SPONSORIALIA: I'm glad this round isn't on TV, because it makes the kids empty vessels into which we can hypothesize a personality and backstory to match their geography, sponsorship, and the words with which they will forever be associated. Did Theo Terry of Victoria, BC, slip out of the prelims transposing vowels in distracted, sweaty-palmed, palpitating infatuation with Hailey Ungar of Vancouver, BC -- a girl who lives but a ferry ride and a world away. Wait for him, Hailey -- spelling can be your bridge across the Straits of Georgia and Haro. And what potent concoction of boldness, understanding, and precocious (or precocial) mustacio was it that crowned subcontinental Prateek Kohli as king of the Long Island Jewish World? When will Dr. Bailly finally inform Kate Weir of Wellington, New Zealand, that while she is a speller par excellence, she stinks at geography, because this is the national spelling bee and New Zealand is neither a territory of the US nor a suburb (unlike the provinces)?

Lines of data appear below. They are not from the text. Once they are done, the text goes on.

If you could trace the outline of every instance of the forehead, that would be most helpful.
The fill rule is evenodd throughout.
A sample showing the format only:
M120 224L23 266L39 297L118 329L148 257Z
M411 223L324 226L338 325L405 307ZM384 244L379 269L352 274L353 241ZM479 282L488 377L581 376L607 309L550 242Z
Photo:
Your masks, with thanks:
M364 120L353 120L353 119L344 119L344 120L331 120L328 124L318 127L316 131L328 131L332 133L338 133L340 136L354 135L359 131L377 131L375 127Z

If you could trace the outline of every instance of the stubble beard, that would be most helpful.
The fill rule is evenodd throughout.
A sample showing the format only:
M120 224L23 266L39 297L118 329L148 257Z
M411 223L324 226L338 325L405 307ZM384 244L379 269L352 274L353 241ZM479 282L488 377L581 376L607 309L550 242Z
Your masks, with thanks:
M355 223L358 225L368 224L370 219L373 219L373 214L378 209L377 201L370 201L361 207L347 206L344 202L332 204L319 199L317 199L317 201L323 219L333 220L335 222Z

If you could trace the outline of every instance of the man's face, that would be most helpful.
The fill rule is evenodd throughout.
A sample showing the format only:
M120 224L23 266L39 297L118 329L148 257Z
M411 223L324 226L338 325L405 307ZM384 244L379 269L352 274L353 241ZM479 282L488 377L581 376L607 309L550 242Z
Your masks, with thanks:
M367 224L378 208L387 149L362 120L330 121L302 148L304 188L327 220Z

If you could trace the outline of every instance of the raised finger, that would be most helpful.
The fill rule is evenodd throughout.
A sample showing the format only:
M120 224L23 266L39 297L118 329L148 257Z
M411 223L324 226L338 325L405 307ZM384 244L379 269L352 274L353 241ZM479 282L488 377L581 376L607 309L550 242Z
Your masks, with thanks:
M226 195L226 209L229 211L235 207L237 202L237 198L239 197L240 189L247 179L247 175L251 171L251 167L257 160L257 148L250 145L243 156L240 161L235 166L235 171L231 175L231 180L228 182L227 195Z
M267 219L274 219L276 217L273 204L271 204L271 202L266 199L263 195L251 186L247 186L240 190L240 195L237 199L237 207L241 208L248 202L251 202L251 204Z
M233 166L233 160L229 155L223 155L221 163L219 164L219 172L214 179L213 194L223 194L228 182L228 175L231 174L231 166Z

There is even drama playing out among the sponsors, apart from the spellers themselves. Look closely, and you'll see that among the assets transferred from the LA Times to the Chicago Trib in the Tribune Company's disastrous acquisition and disgorgement of the LAT was the LAT's Bee sponsorship slot. Now LA's entrant comes from the Daily News, which is less a newspaper than a stubborn protest of the one-paper system. How embarrassing is it when the LAT can't sponsor its own speller, while the Topics Newspapers of the possibly-fictitious town of Fishers, Indiana, can sponsor two?
And notice that no fewer than four newspapers -- curators of the English language -- use "intelligence" as a verb in their very own names? Spellers, commence intelligencing!